In the Bob spring comes first to the junctions, where flat grass melts on the south and ten steps north snow lingers, hollowing into unwalkable with a crust on top nothingness. Deer and elk pack into the sweet spots, and feed into the 3 percent of that 3 percent of valley, cliffs to cobbles, picking root and bark through the cold. Walkers, human or hooved, play the angles of warmth as the season beats back the frozen default.


In one such meadow I came across a spread of fur, spangled around a 30 foot circle of mud and wolf tracks. The rest of the story was a midnight slick faint with blood and hashed clean with grizzly claws, snaking around logs and just over the hump. Down the hill, the creek. Under the huge old what used to be ponderosa, a bear on 80% of an elk. Up the valley as I walked and then skied towards the cornices, visible from 10 miles, the retreating wolves.
Early that evening wind, snow, and my nerves betrayed me. I made the lake, long in the mind, impatience having turned an early side-hilling error into a skin glopping, out of water battle against inefficiency and haste. The lake itself was a perfect custard drop, monolithic in the midst of pines and the high ridges, blown craggy. The lake was, as hoped, chocolate split at the inlet by 3 inches of open water, flowing for 15 feet over dark gravel. Rehydrated I made the ridge, but the final thrust into the strafed teeth of the alpine was steep and guarded, hollow in the pockets between the rocks. I probably could have made it up. I was less sure about making it back down, so I transitioned tentatively next to a ragged tree and hacked back down, fear tinkling away as drove the outside ski hard through each turn, the snow crust shattered and rattled down ahead and along.
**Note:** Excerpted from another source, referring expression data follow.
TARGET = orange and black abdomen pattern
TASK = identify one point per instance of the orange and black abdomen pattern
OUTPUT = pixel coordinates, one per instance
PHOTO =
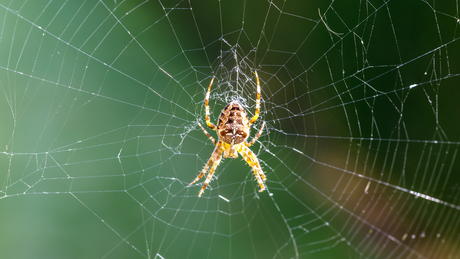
(233, 124)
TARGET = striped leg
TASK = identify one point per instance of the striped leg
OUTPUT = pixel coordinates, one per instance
(256, 137)
(252, 160)
(211, 172)
(209, 135)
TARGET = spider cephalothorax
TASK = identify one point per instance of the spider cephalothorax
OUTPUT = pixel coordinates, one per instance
(232, 129)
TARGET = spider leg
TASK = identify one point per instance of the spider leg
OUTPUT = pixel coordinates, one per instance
(252, 160)
(211, 172)
(256, 114)
(256, 137)
(206, 102)
(209, 135)
(214, 161)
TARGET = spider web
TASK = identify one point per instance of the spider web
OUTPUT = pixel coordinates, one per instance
(99, 109)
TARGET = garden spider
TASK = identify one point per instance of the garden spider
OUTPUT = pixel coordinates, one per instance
(232, 130)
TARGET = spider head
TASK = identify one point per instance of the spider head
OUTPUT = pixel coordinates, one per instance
(233, 125)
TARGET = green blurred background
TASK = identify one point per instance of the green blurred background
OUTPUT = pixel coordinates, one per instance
(98, 108)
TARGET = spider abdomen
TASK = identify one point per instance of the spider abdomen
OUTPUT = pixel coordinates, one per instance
(233, 124)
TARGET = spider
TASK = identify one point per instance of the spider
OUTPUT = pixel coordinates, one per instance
(232, 130)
I refilled at the magic drip I was sure would freeze into nothing by morning, melted snow to add to my pool of life, and had more minutes as the blue tent faded away to consider beyond the obvious; where my mind had traveled that long day along and apart from my legs and arms and body.
The next day dawned blank, skin and sky only set apart by the opposing line of tree and cliff. I went down, and like all things in the mountains the matter of factedness held risk. The trail, which I was determined to hold, moved between aspects, enveloped in old growth fir. The fear of yesterday passed through, not just turn to turn, but minute to minute. Skins on, then off. Boots locked, then open. Efficiency in complex terrain comes in choices sacrificed to the big picture, in allowing inevitable mistakes to melt in the face of flow and miles. Confidence, stacked moment to moment.
And thus, safety.
I counted ripstop that night at the lake, and had the weight of the moment and the last decade come together. Should I be out in the wilderness at all, given the weight of the moment? More personally, should I be out here, holding on to ambition and learning, when the familiarity upon which that safety is stacked is, increasingly, in the past?
When I thought back to Isle Royale, mug bogging around the reservoir snow blowing into my face, the answer was easy. Especially in a world gradually and suddenly shifting forever, the constant process of reminding and refinding me and my place in the world is hard to imagine in any other venue.